A couple of weeks ago, I mentioned that I had armed myself with a trio of books by or about Sabine Baring-Gould. I have now set to reading them, and so confident am I that they will furnish much instructive and amusing material that it seems a good idea to dub this postage the inaugural one in what I intend to be Sabine Baring-Gould Week at Hooting Yard.
Let us begin then, with a snippet from William Purcell’s 1957 biography, Onward Christian Soldier:
“Sabine had a warm liking for his tutor. And that he in return was looked upon with affection is surely to some extent shown by the fact that he was asked by Mr Goodwin to choose his wife’s hats. Mrs Goodwin, it seems, had appalling taste. The results of leaving her to dress herself could be shocking in the extreme. Her husband’s pupil was therefore asked, and apparently agreed, not only to accompany the lady in an advisory capacity when she went shopping but also to inspect her before she left the house.

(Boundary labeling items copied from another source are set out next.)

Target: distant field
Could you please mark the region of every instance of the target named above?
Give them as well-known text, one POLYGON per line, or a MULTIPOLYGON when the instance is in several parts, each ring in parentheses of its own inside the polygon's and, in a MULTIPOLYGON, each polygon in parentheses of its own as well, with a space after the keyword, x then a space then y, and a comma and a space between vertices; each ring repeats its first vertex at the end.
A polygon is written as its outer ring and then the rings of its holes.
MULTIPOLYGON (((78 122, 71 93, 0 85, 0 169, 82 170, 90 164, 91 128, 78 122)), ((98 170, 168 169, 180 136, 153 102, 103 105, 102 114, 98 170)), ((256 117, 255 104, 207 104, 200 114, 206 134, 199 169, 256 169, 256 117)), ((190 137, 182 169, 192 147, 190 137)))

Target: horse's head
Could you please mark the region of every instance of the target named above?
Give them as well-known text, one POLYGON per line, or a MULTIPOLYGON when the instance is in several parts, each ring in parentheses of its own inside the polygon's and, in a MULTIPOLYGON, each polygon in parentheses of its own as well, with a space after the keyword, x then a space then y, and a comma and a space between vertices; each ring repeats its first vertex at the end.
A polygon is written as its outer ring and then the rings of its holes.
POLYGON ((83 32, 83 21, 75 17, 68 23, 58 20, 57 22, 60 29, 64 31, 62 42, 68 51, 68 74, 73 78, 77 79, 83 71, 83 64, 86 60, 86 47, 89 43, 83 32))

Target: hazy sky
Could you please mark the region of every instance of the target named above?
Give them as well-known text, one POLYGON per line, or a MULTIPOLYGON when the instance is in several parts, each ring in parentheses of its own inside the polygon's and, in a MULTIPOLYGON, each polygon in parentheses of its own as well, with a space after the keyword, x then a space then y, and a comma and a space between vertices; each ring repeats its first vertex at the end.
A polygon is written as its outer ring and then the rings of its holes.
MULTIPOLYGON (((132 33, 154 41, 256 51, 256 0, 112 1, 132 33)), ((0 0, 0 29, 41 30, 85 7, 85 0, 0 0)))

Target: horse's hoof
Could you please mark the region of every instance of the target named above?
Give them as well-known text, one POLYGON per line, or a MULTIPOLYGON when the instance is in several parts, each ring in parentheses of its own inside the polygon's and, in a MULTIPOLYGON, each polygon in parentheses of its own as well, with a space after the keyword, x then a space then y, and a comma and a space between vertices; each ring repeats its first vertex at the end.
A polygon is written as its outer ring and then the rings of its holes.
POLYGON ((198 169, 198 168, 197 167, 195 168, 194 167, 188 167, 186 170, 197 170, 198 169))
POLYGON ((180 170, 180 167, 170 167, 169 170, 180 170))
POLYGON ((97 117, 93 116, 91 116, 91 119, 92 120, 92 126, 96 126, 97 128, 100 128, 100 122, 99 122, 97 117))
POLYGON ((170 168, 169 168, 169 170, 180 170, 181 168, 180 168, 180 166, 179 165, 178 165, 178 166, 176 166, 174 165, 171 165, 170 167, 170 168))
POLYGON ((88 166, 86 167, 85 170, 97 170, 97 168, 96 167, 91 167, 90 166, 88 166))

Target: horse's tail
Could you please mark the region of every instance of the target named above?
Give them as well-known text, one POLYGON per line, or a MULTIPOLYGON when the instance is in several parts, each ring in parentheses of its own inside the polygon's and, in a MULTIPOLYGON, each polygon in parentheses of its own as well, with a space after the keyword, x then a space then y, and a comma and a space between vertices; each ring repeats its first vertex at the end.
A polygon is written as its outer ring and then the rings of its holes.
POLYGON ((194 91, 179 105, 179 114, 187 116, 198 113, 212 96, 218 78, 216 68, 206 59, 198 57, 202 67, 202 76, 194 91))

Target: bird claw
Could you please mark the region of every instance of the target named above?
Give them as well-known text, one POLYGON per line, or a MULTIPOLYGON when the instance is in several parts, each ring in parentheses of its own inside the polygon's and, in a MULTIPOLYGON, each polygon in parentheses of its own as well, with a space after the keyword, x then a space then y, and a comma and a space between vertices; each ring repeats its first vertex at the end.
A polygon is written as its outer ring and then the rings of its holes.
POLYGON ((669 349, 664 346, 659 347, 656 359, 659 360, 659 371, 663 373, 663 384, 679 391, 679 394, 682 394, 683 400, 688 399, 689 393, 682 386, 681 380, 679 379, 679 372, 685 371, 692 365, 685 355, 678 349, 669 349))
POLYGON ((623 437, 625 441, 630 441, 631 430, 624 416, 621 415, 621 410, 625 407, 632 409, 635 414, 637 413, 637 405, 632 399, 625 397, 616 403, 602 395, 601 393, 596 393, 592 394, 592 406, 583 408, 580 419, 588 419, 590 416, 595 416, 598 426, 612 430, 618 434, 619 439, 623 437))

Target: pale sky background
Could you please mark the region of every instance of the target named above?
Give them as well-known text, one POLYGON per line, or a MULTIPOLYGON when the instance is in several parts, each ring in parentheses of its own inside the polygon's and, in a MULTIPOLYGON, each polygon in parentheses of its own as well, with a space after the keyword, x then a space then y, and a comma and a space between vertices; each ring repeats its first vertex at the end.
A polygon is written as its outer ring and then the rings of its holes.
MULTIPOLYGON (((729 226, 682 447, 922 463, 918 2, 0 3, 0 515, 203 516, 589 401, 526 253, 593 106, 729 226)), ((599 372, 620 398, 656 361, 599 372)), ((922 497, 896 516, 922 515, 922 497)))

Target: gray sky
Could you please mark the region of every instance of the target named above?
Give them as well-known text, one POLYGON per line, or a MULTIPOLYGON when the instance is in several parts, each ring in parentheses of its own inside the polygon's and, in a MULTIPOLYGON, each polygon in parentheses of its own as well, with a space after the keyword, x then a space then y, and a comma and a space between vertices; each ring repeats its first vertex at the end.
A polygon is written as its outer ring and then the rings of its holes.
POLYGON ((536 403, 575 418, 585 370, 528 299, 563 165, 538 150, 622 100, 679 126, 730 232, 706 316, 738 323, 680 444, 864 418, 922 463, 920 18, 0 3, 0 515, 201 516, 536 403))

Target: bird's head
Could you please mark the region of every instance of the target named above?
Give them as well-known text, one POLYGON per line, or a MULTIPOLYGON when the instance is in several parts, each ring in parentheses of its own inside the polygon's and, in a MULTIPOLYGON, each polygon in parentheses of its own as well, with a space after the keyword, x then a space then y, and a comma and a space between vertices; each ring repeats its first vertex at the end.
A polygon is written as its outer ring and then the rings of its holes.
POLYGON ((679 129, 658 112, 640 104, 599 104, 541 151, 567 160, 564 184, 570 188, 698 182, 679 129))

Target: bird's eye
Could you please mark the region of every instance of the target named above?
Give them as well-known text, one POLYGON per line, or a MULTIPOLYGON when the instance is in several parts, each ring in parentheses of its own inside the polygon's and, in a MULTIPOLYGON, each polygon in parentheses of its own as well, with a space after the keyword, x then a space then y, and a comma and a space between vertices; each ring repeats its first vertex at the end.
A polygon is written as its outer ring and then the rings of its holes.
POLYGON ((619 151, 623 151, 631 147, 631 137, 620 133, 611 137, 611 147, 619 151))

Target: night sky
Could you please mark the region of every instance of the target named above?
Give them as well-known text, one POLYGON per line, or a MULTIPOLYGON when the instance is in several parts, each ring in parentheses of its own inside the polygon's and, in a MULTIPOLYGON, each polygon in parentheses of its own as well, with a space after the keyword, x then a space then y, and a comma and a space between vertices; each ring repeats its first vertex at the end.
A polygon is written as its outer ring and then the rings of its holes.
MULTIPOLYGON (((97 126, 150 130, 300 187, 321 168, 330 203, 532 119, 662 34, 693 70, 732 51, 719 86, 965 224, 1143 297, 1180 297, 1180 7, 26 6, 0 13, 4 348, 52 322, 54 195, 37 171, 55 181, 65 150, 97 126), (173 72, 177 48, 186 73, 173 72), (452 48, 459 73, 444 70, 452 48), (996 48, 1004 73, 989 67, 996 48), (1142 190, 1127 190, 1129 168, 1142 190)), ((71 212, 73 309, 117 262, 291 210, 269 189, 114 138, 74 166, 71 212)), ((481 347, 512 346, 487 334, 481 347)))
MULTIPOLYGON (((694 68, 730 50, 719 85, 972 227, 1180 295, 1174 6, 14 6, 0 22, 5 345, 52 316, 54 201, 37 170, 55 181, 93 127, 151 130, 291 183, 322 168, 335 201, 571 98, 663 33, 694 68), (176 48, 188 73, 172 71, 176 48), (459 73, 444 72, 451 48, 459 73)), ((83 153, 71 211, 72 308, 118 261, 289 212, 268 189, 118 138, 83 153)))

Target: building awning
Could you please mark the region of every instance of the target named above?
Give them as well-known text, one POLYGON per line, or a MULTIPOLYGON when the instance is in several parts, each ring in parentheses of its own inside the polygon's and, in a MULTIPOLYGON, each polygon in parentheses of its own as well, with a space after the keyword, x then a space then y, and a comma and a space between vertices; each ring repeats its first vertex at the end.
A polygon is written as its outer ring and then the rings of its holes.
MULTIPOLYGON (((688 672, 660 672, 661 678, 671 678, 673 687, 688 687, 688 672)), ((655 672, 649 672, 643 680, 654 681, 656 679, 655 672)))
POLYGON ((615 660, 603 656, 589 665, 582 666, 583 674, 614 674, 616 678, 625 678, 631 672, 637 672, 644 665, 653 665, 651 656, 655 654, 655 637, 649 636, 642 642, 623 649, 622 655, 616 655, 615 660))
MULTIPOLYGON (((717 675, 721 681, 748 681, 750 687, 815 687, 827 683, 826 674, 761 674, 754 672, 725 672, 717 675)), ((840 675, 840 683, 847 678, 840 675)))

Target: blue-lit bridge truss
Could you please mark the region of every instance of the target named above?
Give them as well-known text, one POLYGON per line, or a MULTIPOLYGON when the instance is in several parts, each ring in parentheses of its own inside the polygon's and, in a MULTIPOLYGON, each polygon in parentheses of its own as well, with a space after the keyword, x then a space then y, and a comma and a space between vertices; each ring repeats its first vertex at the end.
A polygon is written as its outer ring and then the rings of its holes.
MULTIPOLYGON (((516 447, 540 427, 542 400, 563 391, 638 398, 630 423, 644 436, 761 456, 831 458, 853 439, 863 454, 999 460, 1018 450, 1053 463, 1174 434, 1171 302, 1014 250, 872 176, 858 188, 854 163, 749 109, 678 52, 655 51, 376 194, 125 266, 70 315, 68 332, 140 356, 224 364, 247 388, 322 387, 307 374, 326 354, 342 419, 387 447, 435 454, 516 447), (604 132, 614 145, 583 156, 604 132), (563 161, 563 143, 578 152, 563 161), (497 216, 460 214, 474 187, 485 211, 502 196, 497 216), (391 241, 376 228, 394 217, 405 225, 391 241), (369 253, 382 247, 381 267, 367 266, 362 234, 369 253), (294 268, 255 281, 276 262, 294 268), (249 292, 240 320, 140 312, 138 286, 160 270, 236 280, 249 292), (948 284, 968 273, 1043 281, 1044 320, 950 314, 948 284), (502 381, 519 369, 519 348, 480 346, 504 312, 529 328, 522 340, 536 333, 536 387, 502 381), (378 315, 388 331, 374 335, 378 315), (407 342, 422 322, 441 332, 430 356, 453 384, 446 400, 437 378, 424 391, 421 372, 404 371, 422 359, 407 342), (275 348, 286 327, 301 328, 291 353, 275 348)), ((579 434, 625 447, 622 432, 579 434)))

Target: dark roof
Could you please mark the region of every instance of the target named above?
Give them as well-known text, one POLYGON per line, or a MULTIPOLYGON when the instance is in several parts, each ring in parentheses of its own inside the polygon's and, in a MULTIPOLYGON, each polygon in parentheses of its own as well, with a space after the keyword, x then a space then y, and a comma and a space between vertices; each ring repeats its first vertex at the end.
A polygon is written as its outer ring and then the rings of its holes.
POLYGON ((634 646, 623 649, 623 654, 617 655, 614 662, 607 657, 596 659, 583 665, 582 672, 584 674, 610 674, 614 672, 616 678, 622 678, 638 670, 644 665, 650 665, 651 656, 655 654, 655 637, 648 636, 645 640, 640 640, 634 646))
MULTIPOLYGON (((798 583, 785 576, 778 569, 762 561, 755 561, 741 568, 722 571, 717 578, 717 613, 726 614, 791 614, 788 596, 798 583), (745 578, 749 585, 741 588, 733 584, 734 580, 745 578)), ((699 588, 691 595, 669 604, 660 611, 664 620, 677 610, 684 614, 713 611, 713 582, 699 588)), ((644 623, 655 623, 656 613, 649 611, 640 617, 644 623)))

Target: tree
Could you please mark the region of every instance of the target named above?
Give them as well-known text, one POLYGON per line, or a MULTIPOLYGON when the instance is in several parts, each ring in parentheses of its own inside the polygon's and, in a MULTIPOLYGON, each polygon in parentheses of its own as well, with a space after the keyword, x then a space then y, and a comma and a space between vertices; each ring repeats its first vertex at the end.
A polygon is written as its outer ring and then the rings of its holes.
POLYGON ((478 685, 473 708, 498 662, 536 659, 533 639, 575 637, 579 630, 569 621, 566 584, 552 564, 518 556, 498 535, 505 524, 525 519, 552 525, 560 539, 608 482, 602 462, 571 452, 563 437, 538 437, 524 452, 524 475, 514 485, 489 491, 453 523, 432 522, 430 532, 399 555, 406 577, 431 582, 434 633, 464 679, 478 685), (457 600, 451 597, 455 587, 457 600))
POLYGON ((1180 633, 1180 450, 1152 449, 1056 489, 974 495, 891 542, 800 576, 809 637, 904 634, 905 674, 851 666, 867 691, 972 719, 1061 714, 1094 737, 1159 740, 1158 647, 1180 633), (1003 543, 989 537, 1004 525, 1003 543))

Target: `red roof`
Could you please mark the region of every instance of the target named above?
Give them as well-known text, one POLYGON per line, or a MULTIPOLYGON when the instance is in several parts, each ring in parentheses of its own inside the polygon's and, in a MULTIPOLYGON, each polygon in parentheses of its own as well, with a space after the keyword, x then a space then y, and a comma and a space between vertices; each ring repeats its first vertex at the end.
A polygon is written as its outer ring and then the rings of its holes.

“Mr Goodwin was later made Bishop of Carlisle, a characteristic choice for one of those bishops who, as the century progressed, found themselves faced by forces greater than they were equipped to understand. Who supervised his wife’s choice of hats in Carlisle is not recorded.”
My advice to a hat advisor would include ‘Avoid trash’ and ‘Vast hairdo’. Probably not ‘Ravish toad’.